How Carlisle got there so quick, Lauren didn't know. She jumped as he spoke behind her, walking to join her at the door. "What to do? What to say? Shall you carry our treasure away? What a gem, what a pearl. Beyond rubies is our little girl. How can we talk of debt? Let us not haggle for darling Collette."

"Cosette!" Lauren corrected him, blown away by how he'd got her name wrong.

"Cosette," he corrected himself.

"There is a duty I must heed," the other man spoke. "There is a vow that I have made. For I was blind to one in need. And your mother is with God," he said to Cosette. "Her suffering is over. And I speak here with her voice, and I stand here in her place. Cosette shall have a father now."

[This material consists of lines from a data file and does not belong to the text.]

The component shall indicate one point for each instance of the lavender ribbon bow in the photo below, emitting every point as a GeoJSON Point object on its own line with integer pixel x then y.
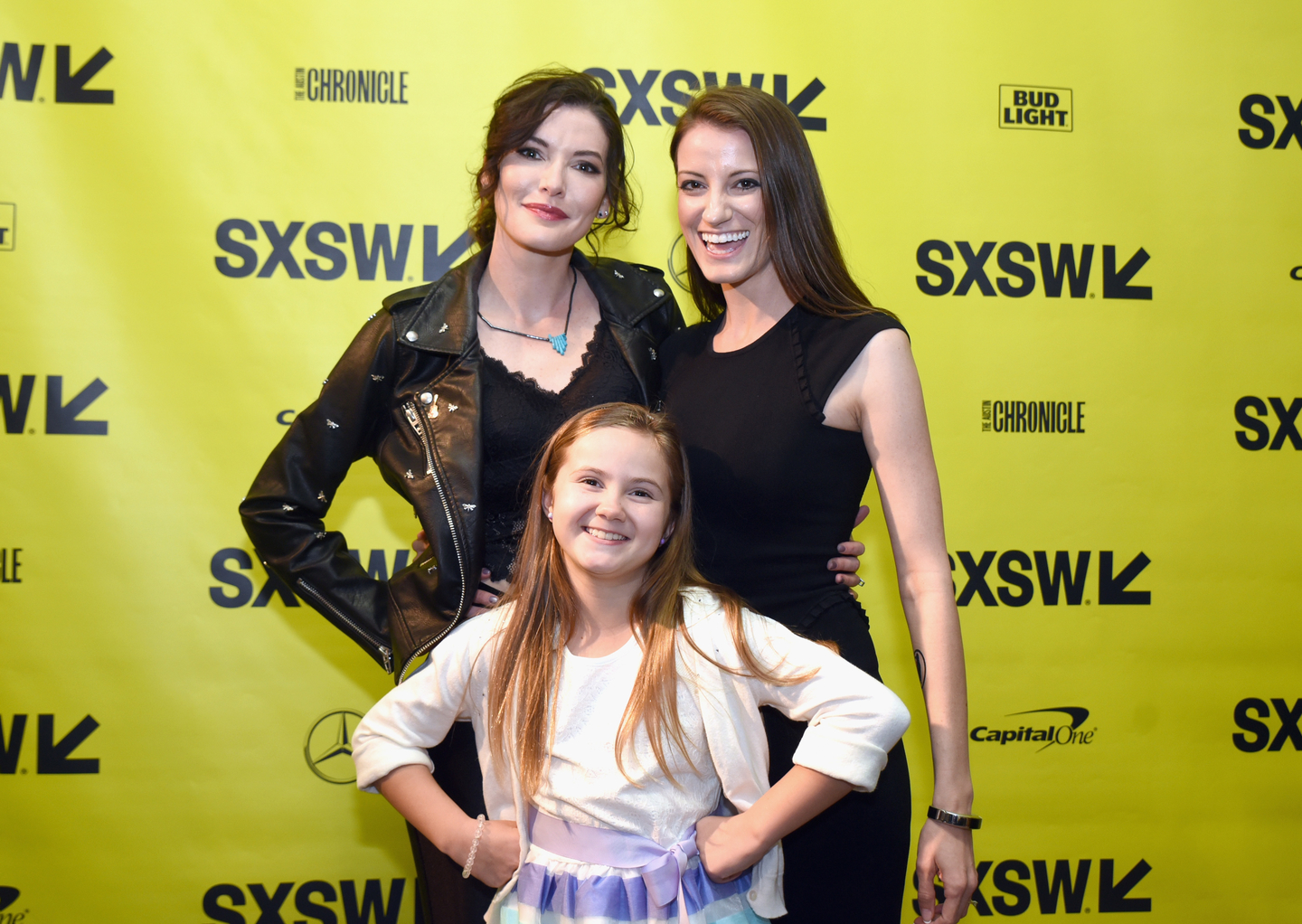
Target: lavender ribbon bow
{"type": "Point", "coordinates": [662, 868]}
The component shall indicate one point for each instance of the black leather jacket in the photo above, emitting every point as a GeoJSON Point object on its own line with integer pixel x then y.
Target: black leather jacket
{"type": "Point", "coordinates": [407, 393]}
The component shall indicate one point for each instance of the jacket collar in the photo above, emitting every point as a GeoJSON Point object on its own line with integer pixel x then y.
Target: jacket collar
{"type": "Point", "coordinates": [446, 317]}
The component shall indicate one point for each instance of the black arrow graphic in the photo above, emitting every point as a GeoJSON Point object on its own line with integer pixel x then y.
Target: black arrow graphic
{"type": "Point", "coordinates": [62, 418]}
{"type": "Point", "coordinates": [1113, 897]}
{"type": "Point", "coordinates": [802, 99]}
{"type": "Point", "coordinates": [9, 751]}
{"type": "Point", "coordinates": [1113, 589]}
{"type": "Point", "coordinates": [16, 411]}
{"type": "Point", "coordinates": [1115, 283]}
{"type": "Point", "coordinates": [52, 758]}
{"type": "Point", "coordinates": [71, 88]}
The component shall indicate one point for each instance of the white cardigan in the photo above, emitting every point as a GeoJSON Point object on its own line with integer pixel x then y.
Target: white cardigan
{"type": "Point", "coordinates": [853, 720]}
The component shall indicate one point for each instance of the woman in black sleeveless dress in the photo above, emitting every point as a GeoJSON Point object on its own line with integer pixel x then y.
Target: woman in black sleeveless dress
{"type": "Point", "coordinates": [787, 399]}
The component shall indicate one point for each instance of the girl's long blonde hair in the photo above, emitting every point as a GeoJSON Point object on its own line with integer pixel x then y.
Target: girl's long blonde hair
{"type": "Point", "coordinates": [525, 675]}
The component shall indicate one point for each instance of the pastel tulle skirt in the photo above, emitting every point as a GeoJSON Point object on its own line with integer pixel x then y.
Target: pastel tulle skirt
{"type": "Point", "coordinates": [647, 884]}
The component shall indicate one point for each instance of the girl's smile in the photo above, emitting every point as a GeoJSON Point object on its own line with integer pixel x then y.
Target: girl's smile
{"type": "Point", "coordinates": [609, 504]}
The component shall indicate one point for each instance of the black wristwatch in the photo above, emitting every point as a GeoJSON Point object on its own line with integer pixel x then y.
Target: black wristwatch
{"type": "Point", "coordinates": [969, 822]}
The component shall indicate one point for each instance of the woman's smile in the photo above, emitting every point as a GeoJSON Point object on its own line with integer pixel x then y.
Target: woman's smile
{"type": "Point", "coordinates": [724, 243]}
{"type": "Point", "coordinates": [547, 212]}
{"type": "Point", "coordinates": [606, 535]}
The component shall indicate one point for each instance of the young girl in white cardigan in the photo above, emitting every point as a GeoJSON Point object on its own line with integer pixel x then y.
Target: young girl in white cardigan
{"type": "Point", "coordinates": [615, 698]}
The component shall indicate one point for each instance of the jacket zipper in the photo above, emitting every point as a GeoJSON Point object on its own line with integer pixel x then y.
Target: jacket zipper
{"type": "Point", "coordinates": [385, 652]}
{"type": "Point", "coordinates": [414, 420]}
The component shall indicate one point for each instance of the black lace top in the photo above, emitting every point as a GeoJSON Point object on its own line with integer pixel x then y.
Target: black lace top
{"type": "Point", "coordinates": [518, 418]}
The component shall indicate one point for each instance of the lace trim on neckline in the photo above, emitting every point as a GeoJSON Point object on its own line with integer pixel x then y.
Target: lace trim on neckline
{"type": "Point", "coordinates": [589, 353]}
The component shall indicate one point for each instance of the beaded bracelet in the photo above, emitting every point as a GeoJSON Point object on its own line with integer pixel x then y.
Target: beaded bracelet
{"type": "Point", "coordinates": [474, 846]}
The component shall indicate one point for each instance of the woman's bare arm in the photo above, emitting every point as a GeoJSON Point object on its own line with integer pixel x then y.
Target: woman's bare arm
{"type": "Point", "coordinates": [882, 397]}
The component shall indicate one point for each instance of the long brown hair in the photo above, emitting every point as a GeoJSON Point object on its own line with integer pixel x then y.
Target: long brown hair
{"type": "Point", "coordinates": [807, 254]}
{"type": "Point", "coordinates": [515, 116]}
{"type": "Point", "coordinates": [525, 674]}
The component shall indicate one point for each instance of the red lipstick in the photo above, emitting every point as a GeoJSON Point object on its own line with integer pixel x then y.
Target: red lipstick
{"type": "Point", "coordinates": [548, 212]}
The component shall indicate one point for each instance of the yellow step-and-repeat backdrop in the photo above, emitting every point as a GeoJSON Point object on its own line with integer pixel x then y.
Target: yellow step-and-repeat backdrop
{"type": "Point", "coordinates": [1086, 215]}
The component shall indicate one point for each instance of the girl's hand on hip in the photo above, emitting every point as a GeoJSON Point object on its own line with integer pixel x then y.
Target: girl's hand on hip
{"type": "Point", "coordinates": [497, 853]}
{"type": "Point", "coordinates": [846, 563]}
{"type": "Point", "coordinates": [727, 846]}
{"type": "Point", "coordinates": [944, 852]}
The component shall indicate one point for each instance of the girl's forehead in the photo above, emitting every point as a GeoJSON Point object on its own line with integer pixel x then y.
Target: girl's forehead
{"type": "Point", "coordinates": [616, 449]}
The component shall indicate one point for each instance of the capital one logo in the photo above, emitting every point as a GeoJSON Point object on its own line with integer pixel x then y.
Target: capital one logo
{"type": "Point", "coordinates": [70, 85]}
{"type": "Point", "coordinates": [677, 86]}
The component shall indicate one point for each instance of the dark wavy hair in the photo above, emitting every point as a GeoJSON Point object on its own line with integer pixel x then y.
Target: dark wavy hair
{"type": "Point", "coordinates": [807, 252]}
{"type": "Point", "coordinates": [515, 116]}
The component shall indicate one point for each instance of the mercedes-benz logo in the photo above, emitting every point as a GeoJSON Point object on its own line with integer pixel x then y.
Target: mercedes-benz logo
{"type": "Point", "coordinates": [328, 749]}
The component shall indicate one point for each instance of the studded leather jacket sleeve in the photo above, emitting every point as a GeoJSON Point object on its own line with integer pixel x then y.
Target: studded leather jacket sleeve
{"type": "Point", "coordinates": [407, 393]}
{"type": "Point", "coordinates": [284, 509]}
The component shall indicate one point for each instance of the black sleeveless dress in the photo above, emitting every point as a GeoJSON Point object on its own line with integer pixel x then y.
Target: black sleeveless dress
{"type": "Point", "coordinates": [518, 418]}
{"type": "Point", "coordinates": [774, 492]}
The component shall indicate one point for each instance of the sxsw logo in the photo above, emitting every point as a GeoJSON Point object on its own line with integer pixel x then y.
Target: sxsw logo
{"type": "Point", "coordinates": [1043, 108]}
{"type": "Point", "coordinates": [70, 86]}
{"type": "Point", "coordinates": [1060, 889]}
{"type": "Point", "coordinates": [1058, 582]}
{"type": "Point", "coordinates": [52, 757]}
{"type": "Point", "coordinates": [228, 566]}
{"type": "Point", "coordinates": [311, 900]}
{"type": "Point", "coordinates": [383, 243]}
{"type": "Point", "coordinates": [1262, 740]}
{"type": "Point", "coordinates": [8, 222]}
{"type": "Point", "coordinates": [1020, 280]}
{"type": "Point", "coordinates": [60, 418]}
{"type": "Point", "coordinates": [1260, 438]}
{"type": "Point", "coordinates": [1292, 127]}
{"type": "Point", "coordinates": [677, 86]}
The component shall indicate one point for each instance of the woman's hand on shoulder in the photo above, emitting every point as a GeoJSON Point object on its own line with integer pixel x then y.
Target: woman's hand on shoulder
{"type": "Point", "coordinates": [483, 599]}
{"type": "Point", "coordinates": [728, 847]}
{"type": "Point", "coordinates": [497, 853]}
{"type": "Point", "coordinates": [944, 852]}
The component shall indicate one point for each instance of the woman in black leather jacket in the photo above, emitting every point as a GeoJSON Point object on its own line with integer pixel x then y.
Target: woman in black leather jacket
{"type": "Point", "coordinates": [453, 387]}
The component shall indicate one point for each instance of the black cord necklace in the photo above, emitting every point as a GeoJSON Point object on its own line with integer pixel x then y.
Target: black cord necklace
{"type": "Point", "coordinates": [560, 341]}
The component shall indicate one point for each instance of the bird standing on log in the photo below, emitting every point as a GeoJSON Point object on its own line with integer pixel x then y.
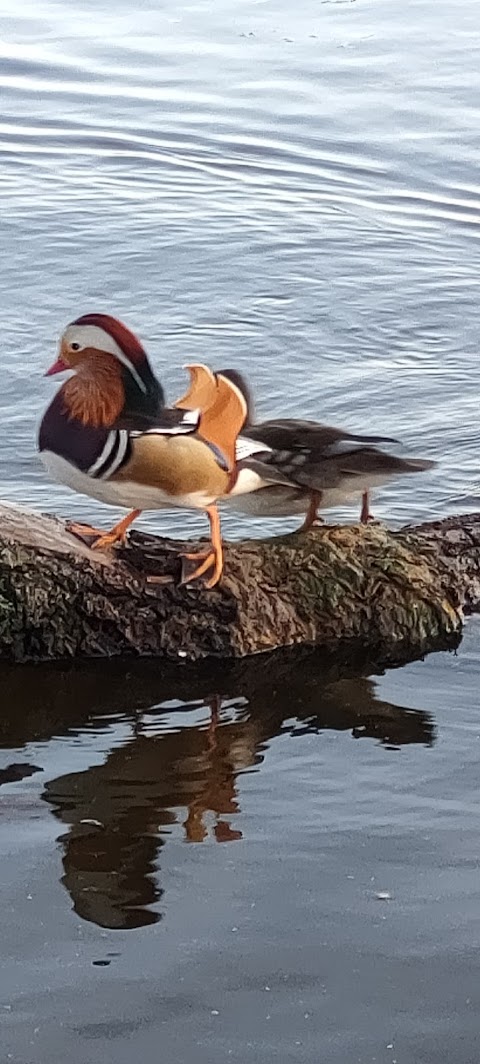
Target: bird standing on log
{"type": "Point", "coordinates": [300, 466]}
{"type": "Point", "coordinates": [108, 434]}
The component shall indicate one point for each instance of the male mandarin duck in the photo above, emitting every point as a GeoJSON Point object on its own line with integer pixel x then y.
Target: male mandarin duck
{"type": "Point", "coordinates": [300, 466]}
{"type": "Point", "coordinates": [109, 435]}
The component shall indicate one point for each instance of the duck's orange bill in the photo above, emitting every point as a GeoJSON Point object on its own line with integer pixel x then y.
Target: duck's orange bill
{"type": "Point", "coordinates": [58, 367]}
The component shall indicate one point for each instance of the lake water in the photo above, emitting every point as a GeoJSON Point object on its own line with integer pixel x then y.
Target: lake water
{"type": "Point", "coordinates": [293, 190]}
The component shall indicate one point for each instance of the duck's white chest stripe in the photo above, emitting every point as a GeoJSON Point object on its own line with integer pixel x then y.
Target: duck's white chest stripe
{"type": "Point", "coordinates": [112, 455]}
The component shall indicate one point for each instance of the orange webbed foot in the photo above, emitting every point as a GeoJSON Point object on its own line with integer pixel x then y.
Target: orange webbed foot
{"type": "Point", "coordinates": [313, 518]}
{"type": "Point", "coordinates": [117, 534]}
{"type": "Point", "coordinates": [211, 558]}
{"type": "Point", "coordinates": [86, 533]}
{"type": "Point", "coordinates": [365, 516]}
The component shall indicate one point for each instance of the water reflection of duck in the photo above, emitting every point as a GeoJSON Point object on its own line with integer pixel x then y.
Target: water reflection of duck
{"type": "Point", "coordinates": [119, 814]}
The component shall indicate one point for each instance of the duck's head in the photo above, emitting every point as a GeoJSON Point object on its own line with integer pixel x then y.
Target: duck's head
{"type": "Point", "coordinates": [100, 349]}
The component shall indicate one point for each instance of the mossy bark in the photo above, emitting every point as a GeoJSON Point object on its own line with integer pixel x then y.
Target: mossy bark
{"type": "Point", "coordinates": [395, 595]}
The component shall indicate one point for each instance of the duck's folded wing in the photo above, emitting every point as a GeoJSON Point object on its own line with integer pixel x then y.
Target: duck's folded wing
{"type": "Point", "coordinates": [321, 459]}
{"type": "Point", "coordinates": [168, 421]}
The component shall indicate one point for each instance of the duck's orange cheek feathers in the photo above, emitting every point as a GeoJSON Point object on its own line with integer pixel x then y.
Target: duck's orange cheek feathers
{"type": "Point", "coordinates": [88, 401]}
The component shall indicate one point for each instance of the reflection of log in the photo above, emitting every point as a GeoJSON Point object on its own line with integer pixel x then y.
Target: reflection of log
{"type": "Point", "coordinates": [394, 594]}
{"type": "Point", "coordinates": [164, 780]}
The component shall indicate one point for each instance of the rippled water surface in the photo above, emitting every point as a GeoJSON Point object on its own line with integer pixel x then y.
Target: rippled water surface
{"type": "Point", "coordinates": [292, 189]}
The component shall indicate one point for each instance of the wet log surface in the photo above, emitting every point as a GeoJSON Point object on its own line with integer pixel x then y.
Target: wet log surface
{"type": "Point", "coordinates": [346, 588]}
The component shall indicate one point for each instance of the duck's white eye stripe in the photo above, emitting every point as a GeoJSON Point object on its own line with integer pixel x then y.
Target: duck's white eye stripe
{"type": "Point", "coordinates": [105, 453]}
{"type": "Point", "coordinates": [99, 338]}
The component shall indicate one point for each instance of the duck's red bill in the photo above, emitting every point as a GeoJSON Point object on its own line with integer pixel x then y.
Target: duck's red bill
{"type": "Point", "coordinates": [58, 367]}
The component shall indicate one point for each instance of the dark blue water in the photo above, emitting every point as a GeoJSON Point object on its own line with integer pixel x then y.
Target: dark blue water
{"type": "Point", "coordinates": [294, 190]}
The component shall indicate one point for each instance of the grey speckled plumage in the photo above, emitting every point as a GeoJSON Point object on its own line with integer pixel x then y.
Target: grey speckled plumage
{"type": "Point", "coordinates": [304, 459]}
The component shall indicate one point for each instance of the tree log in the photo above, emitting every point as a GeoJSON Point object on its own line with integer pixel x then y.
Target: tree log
{"type": "Point", "coordinates": [393, 596]}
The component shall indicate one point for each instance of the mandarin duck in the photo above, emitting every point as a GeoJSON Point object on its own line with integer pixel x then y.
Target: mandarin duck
{"type": "Point", "coordinates": [300, 466]}
{"type": "Point", "coordinates": [108, 434]}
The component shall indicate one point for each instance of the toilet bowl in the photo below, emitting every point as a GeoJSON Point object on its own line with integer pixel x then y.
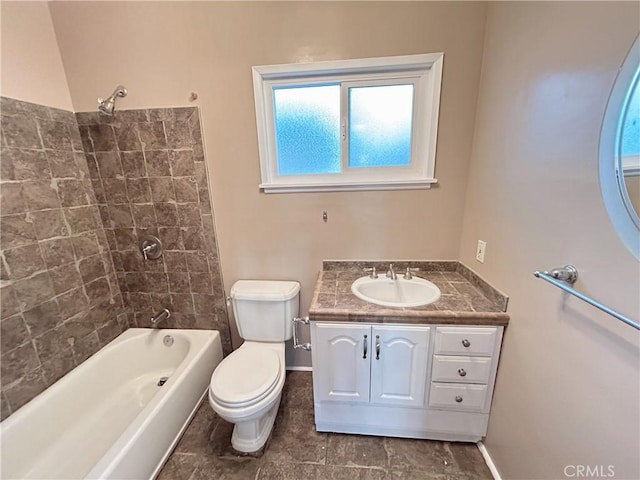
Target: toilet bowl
{"type": "Point", "coordinates": [247, 385]}
{"type": "Point", "coordinates": [245, 390]}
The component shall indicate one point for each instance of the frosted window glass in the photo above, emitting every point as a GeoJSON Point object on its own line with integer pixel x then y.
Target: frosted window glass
{"type": "Point", "coordinates": [380, 121]}
{"type": "Point", "coordinates": [307, 122]}
{"type": "Point", "coordinates": [631, 124]}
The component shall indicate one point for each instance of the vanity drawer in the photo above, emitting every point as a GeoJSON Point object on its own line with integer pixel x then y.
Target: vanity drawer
{"type": "Point", "coordinates": [461, 369]}
{"type": "Point", "coordinates": [471, 341]}
{"type": "Point", "coordinates": [454, 396]}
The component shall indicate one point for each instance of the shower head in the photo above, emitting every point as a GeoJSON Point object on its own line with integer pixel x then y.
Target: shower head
{"type": "Point", "coordinates": [107, 105]}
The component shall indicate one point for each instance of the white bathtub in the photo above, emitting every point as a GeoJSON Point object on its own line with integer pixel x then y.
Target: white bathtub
{"type": "Point", "coordinates": [108, 418]}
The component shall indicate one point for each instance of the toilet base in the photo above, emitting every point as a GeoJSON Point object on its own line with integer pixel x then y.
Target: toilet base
{"type": "Point", "coordinates": [249, 437]}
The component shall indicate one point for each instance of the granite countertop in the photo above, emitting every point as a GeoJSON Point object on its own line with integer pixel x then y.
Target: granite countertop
{"type": "Point", "coordinates": [466, 299]}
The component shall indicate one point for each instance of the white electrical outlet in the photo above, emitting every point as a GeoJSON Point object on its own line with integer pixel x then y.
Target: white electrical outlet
{"type": "Point", "coordinates": [482, 247]}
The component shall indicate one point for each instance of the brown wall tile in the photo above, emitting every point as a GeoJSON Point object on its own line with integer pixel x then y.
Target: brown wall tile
{"type": "Point", "coordinates": [45, 301]}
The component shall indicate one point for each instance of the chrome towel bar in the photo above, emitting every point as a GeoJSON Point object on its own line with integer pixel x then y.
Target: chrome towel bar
{"type": "Point", "coordinates": [566, 276]}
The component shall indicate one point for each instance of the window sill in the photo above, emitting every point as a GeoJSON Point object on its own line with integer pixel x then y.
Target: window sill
{"type": "Point", "coordinates": [347, 186]}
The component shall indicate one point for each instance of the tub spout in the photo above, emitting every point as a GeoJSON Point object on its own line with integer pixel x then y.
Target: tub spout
{"type": "Point", "coordinates": [159, 317]}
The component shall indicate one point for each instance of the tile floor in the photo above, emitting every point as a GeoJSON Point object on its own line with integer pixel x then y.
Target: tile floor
{"type": "Point", "coordinates": [296, 451]}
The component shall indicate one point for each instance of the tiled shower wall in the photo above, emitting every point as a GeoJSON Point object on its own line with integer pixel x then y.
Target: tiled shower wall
{"type": "Point", "coordinates": [60, 299]}
{"type": "Point", "coordinates": [72, 209]}
{"type": "Point", "coordinates": [149, 176]}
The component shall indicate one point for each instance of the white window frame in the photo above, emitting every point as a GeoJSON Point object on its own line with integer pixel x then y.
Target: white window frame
{"type": "Point", "coordinates": [424, 71]}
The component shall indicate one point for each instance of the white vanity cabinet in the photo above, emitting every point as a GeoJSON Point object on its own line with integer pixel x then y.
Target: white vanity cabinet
{"type": "Point", "coordinates": [364, 364]}
{"type": "Point", "coordinates": [414, 381]}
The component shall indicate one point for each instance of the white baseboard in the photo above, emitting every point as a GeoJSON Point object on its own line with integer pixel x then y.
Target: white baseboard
{"type": "Point", "coordinates": [489, 461]}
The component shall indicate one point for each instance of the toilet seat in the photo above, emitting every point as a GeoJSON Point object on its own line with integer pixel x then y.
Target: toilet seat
{"type": "Point", "coordinates": [246, 376]}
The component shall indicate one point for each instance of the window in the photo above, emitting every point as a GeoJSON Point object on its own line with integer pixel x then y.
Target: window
{"type": "Point", "coordinates": [362, 124]}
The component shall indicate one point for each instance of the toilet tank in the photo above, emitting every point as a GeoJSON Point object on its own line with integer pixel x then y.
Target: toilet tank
{"type": "Point", "coordinates": [264, 309]}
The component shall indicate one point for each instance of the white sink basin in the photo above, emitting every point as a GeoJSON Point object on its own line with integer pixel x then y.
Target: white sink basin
{"type": "Point", "coordinates": [396, 293]}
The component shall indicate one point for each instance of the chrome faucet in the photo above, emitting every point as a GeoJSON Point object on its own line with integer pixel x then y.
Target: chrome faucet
{"type": "Point", "coordinates": [159, 317]}
{"type": "Point", "coordinates": [391, 273]}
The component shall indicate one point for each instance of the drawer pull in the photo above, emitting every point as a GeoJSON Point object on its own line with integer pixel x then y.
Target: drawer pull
{"type": "Point", "coordinates": [364, 348]}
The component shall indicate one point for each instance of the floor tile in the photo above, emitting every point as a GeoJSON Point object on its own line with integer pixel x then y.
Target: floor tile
{"type": "Point", "coordinates": [298, 391]}
{"type": "Point", "coordinates": [216, 468]}
{"type": "Point", "coordinates": [295, 451]}
{"type": "Point", "coordinates": [294, 439]}
{"type": "Point", "coordinates": [469, 460]}
{"type": "Point", "coordinates": [180, 466]}
{"type": "Point", "coordinates": [425, 455]}
{"type": "Point", "coordinates": [333, 472]}
{"type": "Point", "coordinates": [197, 437]}
{"type": "Point", "coordinates": [289, 471]}
{"type": "Point", "coordinates": [356, 451]}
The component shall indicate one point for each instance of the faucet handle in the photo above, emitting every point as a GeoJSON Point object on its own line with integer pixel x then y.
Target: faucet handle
{"type": "Point", "coordinates": [408, 275]}
{"type": "Point", "coordinates": [371, 271]}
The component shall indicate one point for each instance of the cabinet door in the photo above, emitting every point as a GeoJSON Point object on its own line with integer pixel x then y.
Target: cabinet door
{"type": "Point", "coordinates": [342, 362]}
{"type": "Point", "coordinates": [399, 370]}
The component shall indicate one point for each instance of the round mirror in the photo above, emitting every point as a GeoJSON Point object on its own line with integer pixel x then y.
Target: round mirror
{"type": "Point", "coordinates": [620, 152]}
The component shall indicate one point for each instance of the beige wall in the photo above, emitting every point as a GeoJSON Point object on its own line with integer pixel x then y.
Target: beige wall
{"type": "Point", "coordinates": [568, 385]}
{"type": "Point", "coordinates": [30, 66]}
{"type": "Point", "coordinates": [162, 51]}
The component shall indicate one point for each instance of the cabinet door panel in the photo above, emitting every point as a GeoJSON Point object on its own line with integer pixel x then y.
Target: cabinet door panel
{"type": "Point", "coordinates": [399, 373]}
{"type": "Point", "coordinates": [340, 364]}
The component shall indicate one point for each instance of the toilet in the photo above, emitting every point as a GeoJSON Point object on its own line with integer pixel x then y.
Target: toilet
{"type": "Point", "coordinates": [247, 385]}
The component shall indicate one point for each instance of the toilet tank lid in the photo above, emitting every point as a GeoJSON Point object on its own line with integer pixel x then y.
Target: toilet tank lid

"Dear Fantine, gone to rest, have we done for her child what is best? I think so. Shared our bread, shared each bone, treated her like she's one of our own, like our own monsieur."

"Let us not talk of bargains and bones and greed, now may I say we are agreed?" The man held up a handful of bills.

Carlisle's eyes lit up like a kid at Christmas. Surely if the man had that much on his person he had more. "That would quite fit the bill, if she hadn't so often been ill. Little dear cost us dear, medicines are expensive, monsieur. Not that we'd begrudge a sous, it's no more than we Christians must do."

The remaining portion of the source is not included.